Das Leben sei ein Roman, behauptete ein französischer Filmtitel vor Jahren, und das stimmt schon allein deswegen, weil alles, sobald es erzählt wird, einen fiktiven Charakter annimmt. Die Sprache ist eben kein besonders taugliches Instrument, wenn es darum geht, die Wirklichkeit in den Griff zu kriegen – die Wahrheit schlüpft ihr immer wieder durch die Finger. Der Rest ist immer auf die ein oder andere Weise Fiktion.

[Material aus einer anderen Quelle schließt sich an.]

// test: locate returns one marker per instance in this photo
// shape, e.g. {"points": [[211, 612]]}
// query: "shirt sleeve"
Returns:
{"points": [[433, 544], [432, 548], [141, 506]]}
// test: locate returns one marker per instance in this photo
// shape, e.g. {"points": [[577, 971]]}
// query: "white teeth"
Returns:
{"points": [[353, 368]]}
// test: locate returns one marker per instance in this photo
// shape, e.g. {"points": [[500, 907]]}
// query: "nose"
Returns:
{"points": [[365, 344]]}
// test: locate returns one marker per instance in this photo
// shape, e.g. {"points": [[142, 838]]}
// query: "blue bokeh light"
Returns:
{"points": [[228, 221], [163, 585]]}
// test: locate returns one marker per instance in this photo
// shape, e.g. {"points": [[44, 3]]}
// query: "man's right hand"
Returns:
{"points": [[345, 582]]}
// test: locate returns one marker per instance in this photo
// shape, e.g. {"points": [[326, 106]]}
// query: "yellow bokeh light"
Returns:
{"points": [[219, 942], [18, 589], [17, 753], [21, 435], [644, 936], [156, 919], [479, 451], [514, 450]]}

Kenneth Starr war sich des Problems offenbar bewußt und hat gleich einen Autor mit der Darstellung seines Falles betraut. Jener Stephen Bates ist eigentlich Rechtsanwalt, wie seine Kollegen John Grisham oder Scott Turow – deren Bestseller ihre Spannung ja auch nicht zuletzt von den Feinheiten des amerikanischen Rechtswesens, von seinen Verfahrensweisen und Winkelzügen beziehen. Wo ihre Romane mit genauen Orts-, Zeit- und Personenangaben Authentizität vorspiegeln, da geht Bates’ Roman den umgekehrten Weg, aus der Welt der vorgegebenen Fakten ins Reich der Fiktion. Es fehlt nur noch der Hinweis unterm Vorspann, jede Ähnlichkeit mit lebenden oder toten Personen sei rein zufällig.

Schon die Vorstellung des Personals erinnert an Theaterstücke, in denen ebenfalls die dramatis personae aufgelistet werden, um ihre Einbettung ins Geschehen dann besser überblicken zu können: Söhne des Königs, Brüder des Königs, Lords und anderes Gefolge, zwei Edelleute, ein Herold. Fehlt im „Starr Report” eigentlich nur noch der Narr. Vielleicht so wie in „King Lear”, 3. Akt, 4. Szene: „Ein Leintuch hat er behalten, sonst müßten wir hier alle schamrot werden. ”

We had been all shamed, in der Tat, aber gelesen hat es doch jeder. Wer jedoch glaubt, das Werk habe bestenfalls die literarische Qualität eines Pornos, täuscht sich natürlich. Am Computer landet man mit den einschlägigen Suchbegriffen zwar schnell bei den pikanten Stellen dieser oral history, doch genauso schnell wird klar, daß das Werk seine wahre Spannung eher aus der Darstellung dessen bezieht, was um die verhinderten Höhepunkte herum passiert: die Annäherung, die Telephonate, die Geschenke, kurz: der Alltag – wie beiläufig oder banal auch immer die Schilderung daherkommen mag.
Gerade die genaue Verankerung in der sogenannten Wirklichkeit, die penetrante Wiederkehr der immergleichen Formulierungen und Vorgänge schafft einen Sog, dem man sich schwer entziehen kann. Eine Zwangsläufigkeit ist da am Werk, welche die Geschichte unbarmherzig ihrem Ende entgegentreibt. Nicht nur Narren würden das Schicksal nennen, wie sich der eine in seinen Begierden und die andere in ihren Kleinmädchenambitionen verstrickt.

Daß das ganze traurige Realität sein soll, nimmt der Erzählung nichts von ihrem literarischen Charakter. Gerade in der amerikanischen Literatur ist die sogenannte faction, die Vermischung von Fakten und Fiktion, eine beliebte und angesehene Form. Nicht nur, weil sie darauf baut, daß das, was der Leser für wahr hält, der Geschichte mehr Gewicht verleiht. Sondern weil sie wie jede Literatur auch davon lebt, daß der Leser die in jeder Erzählung entstehenden Lücken selbst ausfüllt: mit Einbildung, Erfahrung oder anderen Erkenntnissen. So lassen sich jedenfalls spielend die Niederungen dieser Affäre überbrücken.

Für eine Rezension ist es indes immer noch zu früh. Dieser Roman ist ja auch eher ein work in progress – der dritte Akt fehlt noch.